In another embodiment of the present invention, the host plant or cell is further modified to tame the Calvin cycle so that the host can directly produce liquid fuel ethanol instead of synthesizing starch, celluloses, and lignocelluloses that are often inefficient and hard for the biorefinery industry to use. According to the present invention, inactivation of starch-synthesis activity is achieved by suppressing the expression of any of the key enzymes, such as, starch synthase, glucose-1-phosphate (G-1-P) adenylyltransferase, phosphoglucomutase, and hexose-phosphate-isomerase of the starch-synthesis pathway which connects with the Calvin cycle (Fig. 4c).

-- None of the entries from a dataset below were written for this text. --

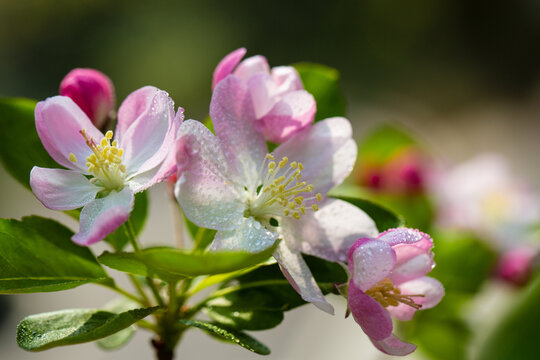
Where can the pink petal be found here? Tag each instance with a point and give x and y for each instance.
(249, 235)
(142, 181)
(151, 136)
(263, 90)
(232, 115)
(432, 290)
(61, 189)
(369, 314)
(102, 216)
(412, 262)
(292, 113)
(227, 65)
(407, 236)
(286, 79)
(394, 346)
(58, 123)
(251, 66)
(92, 91)
(370, 261)
(329, 232)
(207, 196)
(295, 269)
(326, 150)
(133, 108)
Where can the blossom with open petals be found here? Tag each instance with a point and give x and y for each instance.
(93, 92)
(103, 172)
(281, 106)
(388, 281)
(229, 182)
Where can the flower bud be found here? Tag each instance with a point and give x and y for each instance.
(93, 92)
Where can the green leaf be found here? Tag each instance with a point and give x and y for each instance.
(68, 327)
(119, 339)
(323, 83)
(230, 335)
(37, 255)
(119, 239)
(464, 262)
(257, 300)
(384, 218)
(516, 336)
(20, 146)
(172, 264)
(379, 146)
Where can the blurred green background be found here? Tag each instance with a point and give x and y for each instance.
(445, 54)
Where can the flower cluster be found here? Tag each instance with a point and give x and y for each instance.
(229, 181)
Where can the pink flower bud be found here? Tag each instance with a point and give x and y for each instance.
(93, 92)
(515, 266)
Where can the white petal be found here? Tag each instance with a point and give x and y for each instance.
(326, 150)
(60, 189)
(329, 232)
(297, 272)
(204, 190)
(249, 235)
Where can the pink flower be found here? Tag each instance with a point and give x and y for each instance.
(388, 281)
(93, 92)
(103, 174)
(229, 182)
(281, 105)
(516, 265)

Introduction of a genetically transmittable factor that can inhibit the starch-syn­thesis activity that is in competition with designer ethanol-production pathway(s) for the Calvin-cycle products can further enhance photosynthetic ethanol produc­tion. In a specific embodiment, a genetically encoded-able inhibitor (Fig. 6c) to the competitive starch-synthesis pathway is an interfering RNA (iRNA) molecule that specifically inhibits the synthesis of a starch-synthesis-pathway enzyme, for exam­ple, starch synthase, glucose-1-phosphate (G-1-P) adenylyltransferase, phosphoglu­comutase, and/or hexose-phosphate-isomerase. Figure 6d-f depicts examples of a designer iRNA gene. The DNA sequences encoding starch-synthase iRNA, glucose-

1- phosphate (G-1-P) adenylyltransferase iRNA, a phosphoglucomutase iRNA and/ or a G-P-isomerase iRNA, respectively, can be designed and synthesized based on RNA interference techniques known to those skilled in the art [ 11]. Generally speaking, an interfering RNA (iRNA) molecule is anti-sense but complementary to a normal mRNA of a particular protein (gene) so that such iRNA molecule can specifically bind with the normal mRNA of the particular gene, thus inhibiting (blocking) the translation of the gene-specific mRNA to protein [12, 13].